Жора напрягся: рисование не числилось в ряду его дарований. Несмотря на это, он безвольно подчинился: там же, в телефонной книжке, быстро открыл чистый листок после буквы «я».

— Рисуем, — начала телефонное обследование Матильда Эммануиловна. — До-о-о-мик… Де-е-е-ревце... Доро-о-огу…

(Отдавая команды, она растягивала слова и делала паузы, оставляя секунд по пять на каждый Жорин шедевр.)

— Дорогу нарисовали? Теперь рисуем речку! Так, р-е-е-е-ечку... Готово? Соба-а-а-аку!.. мммммм… О-о-о-облако... Так. Со-о-о-олнышко... Цвето-о-о-очек...

— Какой? — презирая себя, выдавил Жора.

— Какой хотите. Паровозик... Птичку... Ну, а теперь — себя.

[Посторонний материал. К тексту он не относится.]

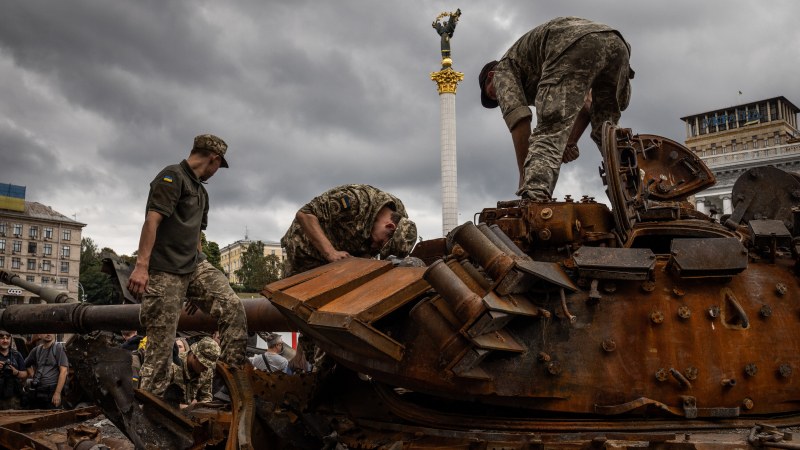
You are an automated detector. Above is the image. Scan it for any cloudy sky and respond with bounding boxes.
[0,0,800,254]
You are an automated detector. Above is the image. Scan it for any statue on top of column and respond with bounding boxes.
[431,9,461,67]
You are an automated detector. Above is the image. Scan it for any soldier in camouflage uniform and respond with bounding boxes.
[281,184,417,277]
[167,337,220,405]
[478,17,633,201]
[128,134,247,396]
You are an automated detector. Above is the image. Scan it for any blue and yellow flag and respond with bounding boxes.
[0,183,25,212]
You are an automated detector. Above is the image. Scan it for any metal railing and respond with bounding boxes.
[698,143,800,169]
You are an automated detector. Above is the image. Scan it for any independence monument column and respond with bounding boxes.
[431,9,464,236]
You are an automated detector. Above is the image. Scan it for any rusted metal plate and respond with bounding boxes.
[516,259,578,291]
[670,238,748,278]
[747,219,792,246]
[572,246,656,280]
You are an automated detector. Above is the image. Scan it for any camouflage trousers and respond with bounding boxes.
[517,32,630,201]
[139,261,247,396]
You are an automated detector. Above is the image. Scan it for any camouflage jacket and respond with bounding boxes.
[494,17,630,130]
[281,184,408,276]
[169,352,214,405]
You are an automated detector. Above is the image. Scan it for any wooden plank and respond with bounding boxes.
[318,267,430,323]
[280,258,392,310]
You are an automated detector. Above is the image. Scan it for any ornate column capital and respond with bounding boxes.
[431,67,464,95]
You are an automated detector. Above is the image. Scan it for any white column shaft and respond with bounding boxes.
[439,93,458,236]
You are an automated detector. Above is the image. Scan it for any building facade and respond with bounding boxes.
[219,239,286,284]
[0,201,86,307]
[681,97,800,218]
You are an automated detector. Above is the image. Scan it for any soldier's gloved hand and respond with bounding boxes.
[561,144,581,163]
[323,250,350,262]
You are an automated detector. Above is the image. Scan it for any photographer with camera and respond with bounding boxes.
[0,330,28,409]
[23,334,69,409]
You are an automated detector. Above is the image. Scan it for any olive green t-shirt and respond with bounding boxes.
[147,160,208,274]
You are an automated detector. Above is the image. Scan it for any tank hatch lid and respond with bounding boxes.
[600,122,716,242]
[667,237,748,278]
[572,246,656,280]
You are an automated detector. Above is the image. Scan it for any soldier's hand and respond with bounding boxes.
[183,300,197,316]
[323,250,350,262]
[561,144,581,163]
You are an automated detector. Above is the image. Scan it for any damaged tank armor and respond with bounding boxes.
[0,124,800,449]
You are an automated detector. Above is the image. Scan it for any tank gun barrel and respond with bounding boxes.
[0,270,78,303]
[0,298,296,334]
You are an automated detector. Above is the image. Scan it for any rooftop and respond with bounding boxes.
[0,201,86,227]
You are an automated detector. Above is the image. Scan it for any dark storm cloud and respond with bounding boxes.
[0,0,800,253]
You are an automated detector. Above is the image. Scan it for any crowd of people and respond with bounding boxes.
[0,330,69,409]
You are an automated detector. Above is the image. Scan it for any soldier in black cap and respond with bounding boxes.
[0,330,28,409]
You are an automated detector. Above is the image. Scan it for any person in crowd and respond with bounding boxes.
[281,184,417,277]
[289,339,313,374]
[250,333,289,373]
[0,330,28,410]
[165,337,220,405]
[23,334,69,409]
[478,17,634,202]
[128,134,247,396]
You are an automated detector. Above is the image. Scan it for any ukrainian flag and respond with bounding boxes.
[0,183,25,212]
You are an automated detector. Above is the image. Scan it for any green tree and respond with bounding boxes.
[236,241,281,292]
[79,237,117,304]
[200,233,225,273]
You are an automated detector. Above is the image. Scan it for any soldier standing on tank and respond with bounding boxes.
[478,17,634,201]
[128,134,247,396]
[281,184,417,277]
[0,330,28,409]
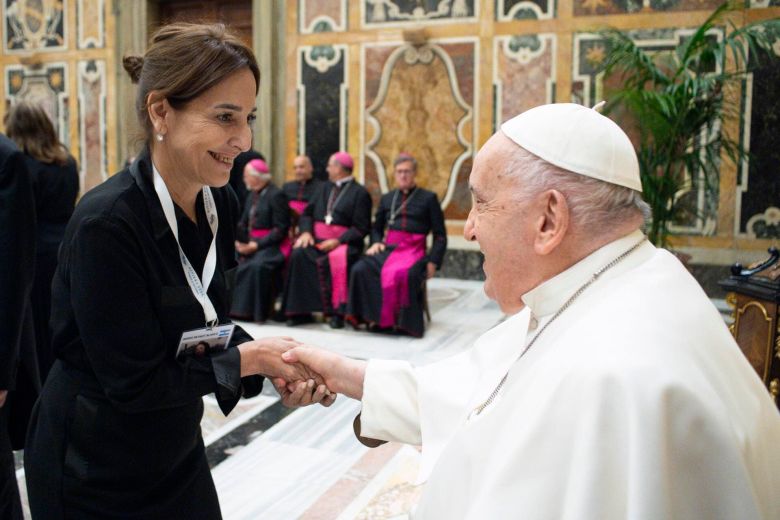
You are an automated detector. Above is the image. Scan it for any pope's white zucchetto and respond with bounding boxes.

Жора все послушно нарисовал…

Если кто еще помнит смоквенского пролетарского письмeнника с усами и трубкой, то, может быть, помнит и то, что у него в одной пьесе главный герой заболевает раком печени. Дело швах. Но тут герою говорят, что нашли одного кудесника, который исцеляет любые недуги игрой на медной трубе. Глупо, конечно. Но на безрыбье и рак. Тьфу ты! у него и так рак... Короче, тот, что с раком, говорит: приведите.

Приводят того, что с трубой. Ну, взялся он дудеть. Вдохнет, надсадится, киксанет, слюни во все стороны, рожа багровая.

— Ах ты добрая душа, — рассиропливается тот, что с раком, — так ты ж меня обмануть пришел, да? (У того писателя всегда так: жертва своего мучителя жалеет — и от жалости к нему рыдмя рыдает.)

— Так точно, — ответствует тот, что с трубой. — Дензнаки, вишь, позарез нужны. Всякие там фыни-юани. Я бы, мил человек, тебя за так, без долларюг проклятых обманывал, — вот как есть говорю, от чистого сердца — да куда в наши дни без зеленого-то дерьма честному селянину податься?

— Ну, а может, все-таки кому и труба помогает? — подбадривает его тот, что с раком, потому что перед лицом смерти он добрый.

— А может, кому и помогает, — по-крестьянски раздумчиво соглашается аферист.

Это объяснение тому, почему Жора, человек образованный и циничный, послюнявив карандаш, взялся старательно рисовать и цветок, и солнышко, и все, что ему приказали: эсперанса умирает последней.

— Где домик? — приступила к научному анализу Матильда Эммануиловна.

— В смысле?.. — подавленно вякнул Жора.

— В центре? — помогла ему целительница.